Le Stéphanois Félix Thiollier (1842-1914) utilisa la photographie et le photomontage pour reconstituer ce décor dans la chapelle qui en est désormais privée. Cet érudit, historien amateur, avait participé en 1851 à la mission héliographique commandée par la Commission des monuments historiques, et dont le but était d’inventorier, sous forme d’images, 175 édifices considérés comme emblématiques du patrimoine historique national, à une époque où il n’existait pas de réelles mesures de protection. Tout ce que l’on pouvait faire était inventorier, recenser, photographier et documenter.

C’est durant la Révolution, en 1790, qu’est utilisé pour la première fois le terme de « monument historique » (Aubin-Louis Millin), et que sont prises les premières mesures visant à protéger du « vandalisme » (Abbé Henri Grégoire) révolutionnaire les bâtiments, ainsi que les œuvres et les archives héritées de l’Ancien régime, mais jugées comme appartenant à la Nation toute entière. C’est cette idée qu’exprimera plus tard Victor Hugo dans son pamphlet Guerre aux démolisseurs ! (1832) : « Il y a deux choses dans un édifice : son usage et sa beauté. Son usage appartient au propriétaire, sa beauté, à tout le monde. »

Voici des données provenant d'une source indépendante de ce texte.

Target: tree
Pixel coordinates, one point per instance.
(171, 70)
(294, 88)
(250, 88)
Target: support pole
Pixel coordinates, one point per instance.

En effet, il faut attendre 1913 pour qu’une loi offre une vraie protection aux monuments, et en particulier aux bâtiments appartenant à des propriétaires privés. Avant cette loi du 31 décembre 1913 relative aux monuments historiques, qui permet le classement par l’État d’un édifice et d’empêcher toute destruction ou modification sans son accord, chaque propriétaire était libre de faire ce qu’il entendait. Ainsi tout au long du XIXe siècle, de nombreux châteaux, mais également des églises, des abbayes ou des bâtiments anciens, furent démantelés ou détruits de manière tout à fait légale, comme ce fut le cas pour le château de la Bâtie d’Urfé.